Ultimately, the physical healing became easier than comprehending it. There I was, an Emory student, college athlete, Jewish student leader, volunteer with the elderly, former Vice President of my high school and hit by an illegal assault rifle weapon from three to five miles away. Kushner's famous question emerged: Why do bad things happen to good people? Why do people hurt people? How come life's larger truths are so hard to see with the human eye? I searched for answers in academic, religious, and philosophic contexts.

Now, 20 years later, this story has an entirely new meaning as my niece and nephews are growing up as orphans, with their bodies, minds, and spirits forever affected by a fatal car crash. This story is not just about me nor my family. This story is about countless individuals and families who undergo near-death experiences, experience an abrupt shift in reality, and then scramble to find new ways of being.

More than 30,000 people are killed each year by firearms in the U.S. An estimated 32,885 perish from auto fatalities with an estimated 5,419,000 crashes. Approximately 14,080 people die annually from brain tumors, which does not specify brain cancer but provides an estimate. Combined, this totals approximately 76,965 lives lost per year. And loads more go from a variety of illnesses and injuries. Although it is easy to feel alone in one's diagnosis or disability, the reality is that we are not alone.

Trauma specialist Dr. Sandra Bloom explains in Creating Sanctuary, people who suffer significant trauma may no longer feel as if they are living in a normal society (1997). "Trauma shatters the assumptions upon which each of us bases our sense of safety and freedom in the world. The [survivor] may perceive the world as no longer meaningful or benevolent.... We rarely think about the underlying frameworks of how we perceive the world." But trauma destroys them. For example, the shooting showed me:

•The world is not safe.
•My body cannot be protected by physical structures or people.
•Random strangers can take my life in an instant.
•Many people sleepwalk through life, have ulterior motives, and do not value a human life.

I have found some resolution over the years. Time can heal. I have been blessed with extraordinary teachers and mentors along the way. I am grateful for devoted friends and for stellar faculty and staff in the English writing department at the University of Texas at Austin. For meditation and five rhythms dance class. For G-d's help in reclaiming my body and running a marathon four years after the shooting.

The combination of cultivating compassionate relationships, writing, running, prayer, activism, and allowing myself to create new social outlets enhanced my recovery. When the physical world seemed false and devastating, I learned that I could go inward. As Rabbi Abraham Joshua Heschel writes in Quest for G-d, "Words have ceased to be the [ultimate] commitments." When words do not suffice, there is a way of "kindling" the spirit in the depths of our souls. This is real, and this comforts me.

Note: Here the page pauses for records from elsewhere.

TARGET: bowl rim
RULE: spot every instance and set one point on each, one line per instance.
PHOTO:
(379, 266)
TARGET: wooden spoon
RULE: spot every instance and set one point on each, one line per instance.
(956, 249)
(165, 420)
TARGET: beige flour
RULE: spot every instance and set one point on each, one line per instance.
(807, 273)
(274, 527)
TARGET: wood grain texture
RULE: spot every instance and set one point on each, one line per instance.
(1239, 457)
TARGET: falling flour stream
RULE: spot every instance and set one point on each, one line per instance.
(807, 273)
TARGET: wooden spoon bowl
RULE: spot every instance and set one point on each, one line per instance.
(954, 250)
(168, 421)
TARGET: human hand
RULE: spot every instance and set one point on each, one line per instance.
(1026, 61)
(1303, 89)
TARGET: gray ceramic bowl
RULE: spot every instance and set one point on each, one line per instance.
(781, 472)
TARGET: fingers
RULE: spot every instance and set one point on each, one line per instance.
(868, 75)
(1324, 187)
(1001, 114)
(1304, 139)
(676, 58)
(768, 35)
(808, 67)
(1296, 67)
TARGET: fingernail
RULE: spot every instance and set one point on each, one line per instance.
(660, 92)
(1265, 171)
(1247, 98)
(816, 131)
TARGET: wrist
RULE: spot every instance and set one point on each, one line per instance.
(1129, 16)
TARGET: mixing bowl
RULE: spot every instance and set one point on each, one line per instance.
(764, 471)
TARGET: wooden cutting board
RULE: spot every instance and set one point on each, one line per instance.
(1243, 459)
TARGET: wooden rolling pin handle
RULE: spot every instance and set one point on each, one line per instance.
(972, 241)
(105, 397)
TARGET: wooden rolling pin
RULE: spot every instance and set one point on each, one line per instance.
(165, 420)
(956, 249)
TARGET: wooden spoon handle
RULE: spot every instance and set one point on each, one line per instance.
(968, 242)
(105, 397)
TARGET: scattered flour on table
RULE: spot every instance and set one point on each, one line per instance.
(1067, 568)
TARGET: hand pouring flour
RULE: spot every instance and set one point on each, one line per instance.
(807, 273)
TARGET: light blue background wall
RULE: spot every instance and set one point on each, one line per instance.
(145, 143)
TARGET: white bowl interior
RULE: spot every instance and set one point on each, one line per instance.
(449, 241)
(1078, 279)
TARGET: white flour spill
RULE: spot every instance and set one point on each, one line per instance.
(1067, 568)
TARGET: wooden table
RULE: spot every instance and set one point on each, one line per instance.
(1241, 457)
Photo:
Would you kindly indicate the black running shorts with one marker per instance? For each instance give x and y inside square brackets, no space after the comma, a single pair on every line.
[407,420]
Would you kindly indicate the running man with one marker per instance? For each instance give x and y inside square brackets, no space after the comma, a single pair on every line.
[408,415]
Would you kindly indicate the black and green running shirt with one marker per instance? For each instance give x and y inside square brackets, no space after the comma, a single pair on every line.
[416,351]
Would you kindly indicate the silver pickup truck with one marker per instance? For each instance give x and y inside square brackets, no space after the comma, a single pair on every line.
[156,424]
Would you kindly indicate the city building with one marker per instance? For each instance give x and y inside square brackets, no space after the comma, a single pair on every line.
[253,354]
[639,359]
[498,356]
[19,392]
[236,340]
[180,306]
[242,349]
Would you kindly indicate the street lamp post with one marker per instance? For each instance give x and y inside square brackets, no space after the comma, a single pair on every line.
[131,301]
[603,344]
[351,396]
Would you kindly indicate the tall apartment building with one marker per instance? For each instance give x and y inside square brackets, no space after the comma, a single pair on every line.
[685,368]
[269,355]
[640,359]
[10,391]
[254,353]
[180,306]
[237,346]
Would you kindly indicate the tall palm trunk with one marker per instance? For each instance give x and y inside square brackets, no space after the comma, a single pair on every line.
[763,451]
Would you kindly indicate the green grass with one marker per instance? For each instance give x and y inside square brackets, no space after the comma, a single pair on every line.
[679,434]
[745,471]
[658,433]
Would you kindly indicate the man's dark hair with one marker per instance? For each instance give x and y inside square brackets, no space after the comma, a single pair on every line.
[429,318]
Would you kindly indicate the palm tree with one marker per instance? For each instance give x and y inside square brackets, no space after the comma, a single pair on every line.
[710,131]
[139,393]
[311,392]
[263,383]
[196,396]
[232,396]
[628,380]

The goal is not "to get over it," but rather to cultivate healthy ways to manage trauma (Transcending Trauma 2012). The potential of one's recovery does not depend on the severity of the trauma, but mainly how one lived before the trauma.

Survivors benefit from being addressed as a whole person rather than an icon of suffering. Although it is a life-long process for survivors to discover their own path, identify safe allies, and incorporate the tragedy into a new belief system, indeed it is possible.